With all the claims that rust can compile fast code, I think it's worth investigating why it doesn't do better.
Here is a small testcase I came up with:
extern crate sha1;
extern crate ring;
use std::io::{Read, Write};
use std::time::{Instant, Duration};
use std::process::{Command, Stdio};
fn time<F, FMT>(desc: &str, f: F, fmt: FMT) where F: Fn(), FMT: Fn(Duration) -> String {
let start = Instant::now();
f();
let duration = Instant::now() - start;
println!("{}: {}", desc, fmt(duration));
}
fn main() {
let mut out = Vec::<u8>::new();
std::io::stdin().read_to_end(&mut out).unwrap();
let throughput = |duration: Duration| {
let s = duration.as_secs() as f64;
let ns = duration.subsec_nanos() as f64 / 1000000000.0;
format!("{:.2} MB/s", out.len() as f64 / (s + ns) / 1000000.0)
};
time("sha1sum program", || {
let mut child = Command::new("sha1sum")
.stdin(Stdio::piped())
.spawn().unwrap();
if let Some(ref mut stdin) = child.stdin {
stdin.write(&out).unwrap();
}
child.wait().unwrap();
}, &throughput);
time("sha1 crate", || {
let mut sha1 = sha1::Sha1::new();
sha1.update(&out);
println!("{}", sha1.digest());
}, &throughput);
time("ring crate", || {
let digest = ring::digest::digest(&ring::digest::SHA1, &out);
println!("{:?}", digest);
}, &throughput);
}
Create a binary crate with sha1 and ring dependencies (I added ring for a comparison), and run:
$ cargo run --release < some_big_file
f2138526fd32840e8e097f4e56ef923e4414c504 -
sha1sum program: 515.96 MB/s
f2138526fd32840e8e097f4e56ef923e4414c504
sha1 crate: 228.63 MB/s
SHA-1:f2138526fd32840e8e097f4e56ef923e4414c504
ring crate: 276.03 MB/s
(Note that ring is better, but not that much better)

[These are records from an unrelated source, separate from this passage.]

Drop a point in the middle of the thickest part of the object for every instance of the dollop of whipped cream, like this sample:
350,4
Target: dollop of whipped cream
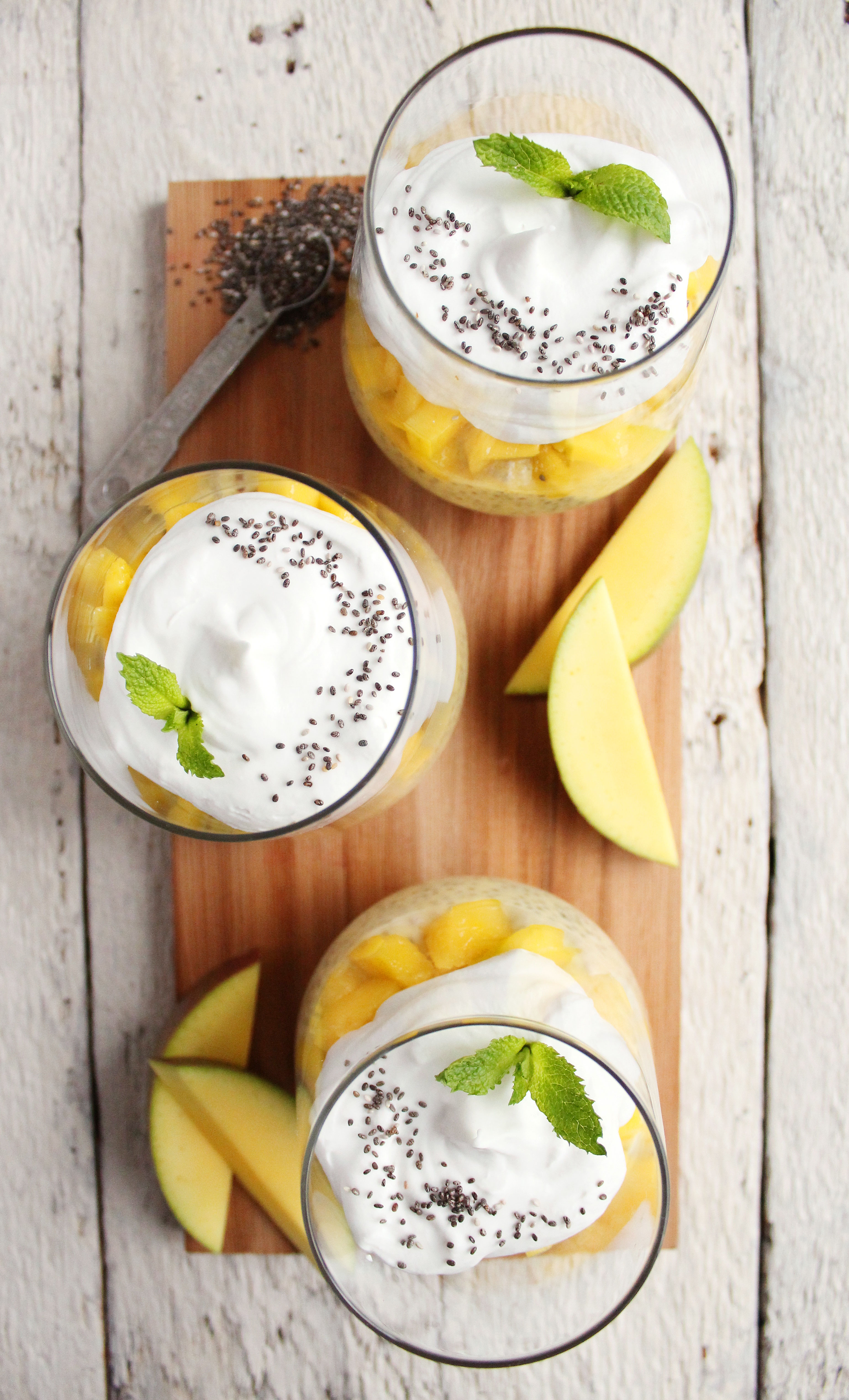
436,1182
544,290
288,629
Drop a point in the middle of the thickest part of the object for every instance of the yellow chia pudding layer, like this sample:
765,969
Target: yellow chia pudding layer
457,948
516,353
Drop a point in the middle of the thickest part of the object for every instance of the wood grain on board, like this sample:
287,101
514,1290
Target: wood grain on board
494,803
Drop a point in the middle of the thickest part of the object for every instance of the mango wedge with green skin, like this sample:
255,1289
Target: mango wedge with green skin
649,567
599,734
251,1123
194,1177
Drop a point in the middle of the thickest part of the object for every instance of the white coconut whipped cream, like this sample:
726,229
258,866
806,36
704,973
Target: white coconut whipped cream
289,631
436,1182
543,290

And I'm not even sure sha1sum is close to the most performant SHA1 implementations out there.
(Edit: fixed units)
(FWIW, it falls to 6.28MB/s without --release)

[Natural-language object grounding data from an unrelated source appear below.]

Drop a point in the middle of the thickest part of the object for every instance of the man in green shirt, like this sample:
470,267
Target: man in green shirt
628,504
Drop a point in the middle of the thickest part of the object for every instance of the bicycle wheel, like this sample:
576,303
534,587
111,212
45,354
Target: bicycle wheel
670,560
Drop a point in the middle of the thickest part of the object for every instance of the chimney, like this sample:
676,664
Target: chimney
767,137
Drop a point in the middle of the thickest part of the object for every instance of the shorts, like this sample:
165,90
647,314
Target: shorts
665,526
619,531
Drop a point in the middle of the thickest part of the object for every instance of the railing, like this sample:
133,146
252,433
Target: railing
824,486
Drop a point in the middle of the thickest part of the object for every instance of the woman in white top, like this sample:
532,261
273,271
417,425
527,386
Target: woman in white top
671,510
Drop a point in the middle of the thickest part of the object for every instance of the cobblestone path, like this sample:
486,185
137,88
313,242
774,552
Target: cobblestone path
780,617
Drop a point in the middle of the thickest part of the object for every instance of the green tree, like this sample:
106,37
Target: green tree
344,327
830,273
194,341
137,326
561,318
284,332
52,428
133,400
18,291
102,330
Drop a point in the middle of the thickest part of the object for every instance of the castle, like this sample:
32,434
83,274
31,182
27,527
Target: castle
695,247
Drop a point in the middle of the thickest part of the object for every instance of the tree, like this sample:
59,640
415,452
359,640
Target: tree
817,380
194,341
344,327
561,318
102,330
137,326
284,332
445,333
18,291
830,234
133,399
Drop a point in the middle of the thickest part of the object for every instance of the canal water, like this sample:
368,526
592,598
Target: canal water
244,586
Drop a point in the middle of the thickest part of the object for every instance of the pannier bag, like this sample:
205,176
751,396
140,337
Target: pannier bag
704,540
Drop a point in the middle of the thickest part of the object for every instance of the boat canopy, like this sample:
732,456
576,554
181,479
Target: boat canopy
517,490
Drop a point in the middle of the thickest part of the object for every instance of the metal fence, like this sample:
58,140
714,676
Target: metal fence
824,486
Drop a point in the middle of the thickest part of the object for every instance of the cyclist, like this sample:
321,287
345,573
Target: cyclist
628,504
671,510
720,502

At the very least the loop should be unrolled. I don't think you can force that via attributes, might have to do something like this: https://www.nayuki.io/res/fast-sha1-hash-implementation-in-x86-assembly/sha1-naive.c
I would happily accept patches here.
By far the fastest implementation of SHA-1 I have seen in rust is in DaGenix/rust-crypto. It closely models the llvm intrinsics and uses a set of simd sized types but is pure Rust code. This performs quite well even using the MSVC compiler and provides performance more than twice as fast as this crate and on my machine and quite comparable to sha1sum on my machine.
I'm not sure if it would be possible but re-implementing their sha-1 algorithm, both crates appear to use similar licensing and almost exactly the same interfaces so the same optimizations should be applicable. As rust-crypto is seemingly abandoned I would love to see their code make it into a maintained library as it is quite efficient and has stood the test of time.

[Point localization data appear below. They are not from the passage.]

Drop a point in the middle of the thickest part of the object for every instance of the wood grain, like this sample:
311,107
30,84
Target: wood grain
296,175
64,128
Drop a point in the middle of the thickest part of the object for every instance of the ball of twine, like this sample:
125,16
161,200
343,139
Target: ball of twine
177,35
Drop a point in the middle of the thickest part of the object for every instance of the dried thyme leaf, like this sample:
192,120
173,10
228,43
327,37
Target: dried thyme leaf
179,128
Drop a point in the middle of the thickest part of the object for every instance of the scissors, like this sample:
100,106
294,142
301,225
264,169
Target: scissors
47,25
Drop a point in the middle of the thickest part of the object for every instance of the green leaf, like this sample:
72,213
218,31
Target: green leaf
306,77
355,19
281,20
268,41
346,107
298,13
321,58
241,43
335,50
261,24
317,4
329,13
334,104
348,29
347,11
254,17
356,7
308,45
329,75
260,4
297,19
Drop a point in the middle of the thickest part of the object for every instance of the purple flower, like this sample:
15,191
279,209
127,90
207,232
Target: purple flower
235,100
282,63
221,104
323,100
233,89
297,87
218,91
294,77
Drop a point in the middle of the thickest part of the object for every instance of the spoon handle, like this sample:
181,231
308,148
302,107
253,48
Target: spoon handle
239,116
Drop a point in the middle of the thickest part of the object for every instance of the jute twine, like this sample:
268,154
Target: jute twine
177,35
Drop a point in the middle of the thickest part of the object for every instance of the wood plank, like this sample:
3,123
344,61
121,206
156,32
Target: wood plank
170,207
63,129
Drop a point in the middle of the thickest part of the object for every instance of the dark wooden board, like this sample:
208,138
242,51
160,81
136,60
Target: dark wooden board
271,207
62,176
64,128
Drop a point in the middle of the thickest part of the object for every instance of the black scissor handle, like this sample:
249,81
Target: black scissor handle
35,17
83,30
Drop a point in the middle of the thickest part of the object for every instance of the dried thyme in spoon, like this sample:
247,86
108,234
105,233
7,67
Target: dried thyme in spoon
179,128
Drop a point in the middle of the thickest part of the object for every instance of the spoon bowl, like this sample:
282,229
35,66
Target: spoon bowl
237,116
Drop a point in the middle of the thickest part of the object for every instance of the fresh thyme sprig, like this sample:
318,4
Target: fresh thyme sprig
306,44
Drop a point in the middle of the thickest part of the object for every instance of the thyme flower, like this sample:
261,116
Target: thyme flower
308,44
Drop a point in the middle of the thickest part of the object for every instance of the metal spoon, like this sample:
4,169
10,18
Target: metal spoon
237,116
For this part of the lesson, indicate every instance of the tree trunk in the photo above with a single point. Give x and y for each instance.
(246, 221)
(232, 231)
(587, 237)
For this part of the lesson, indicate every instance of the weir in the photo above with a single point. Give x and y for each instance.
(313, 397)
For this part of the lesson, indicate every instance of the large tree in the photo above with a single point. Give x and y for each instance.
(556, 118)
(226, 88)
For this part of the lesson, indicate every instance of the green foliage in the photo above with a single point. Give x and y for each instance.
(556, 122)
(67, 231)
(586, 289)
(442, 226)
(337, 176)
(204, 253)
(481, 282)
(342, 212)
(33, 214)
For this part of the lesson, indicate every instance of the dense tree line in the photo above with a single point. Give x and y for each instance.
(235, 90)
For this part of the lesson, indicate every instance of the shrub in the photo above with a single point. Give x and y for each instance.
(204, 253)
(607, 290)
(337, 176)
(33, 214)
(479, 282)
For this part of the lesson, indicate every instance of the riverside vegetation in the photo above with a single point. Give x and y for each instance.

I'm happy to accept patches. Main requirement is that it stays compatible to the interface and #[no_std]
.
Should be closed now with 6957f7e in the codebase
This can be closed now. Current numbers on my ancient mac:
3e694a5b7afa45e6da3a598ec26e7dffdb81bf72 -
sha1sum program: 393.86 MB/s
3e694a5b7afa45e6da3a598ec26e7dffdb81bf72
sha1 crate: 453.18 MB/s
SHA1:3e694a5b7afa45e6da3a598ec26e7dffdb81bf72
ring crate: 180.17 MB/s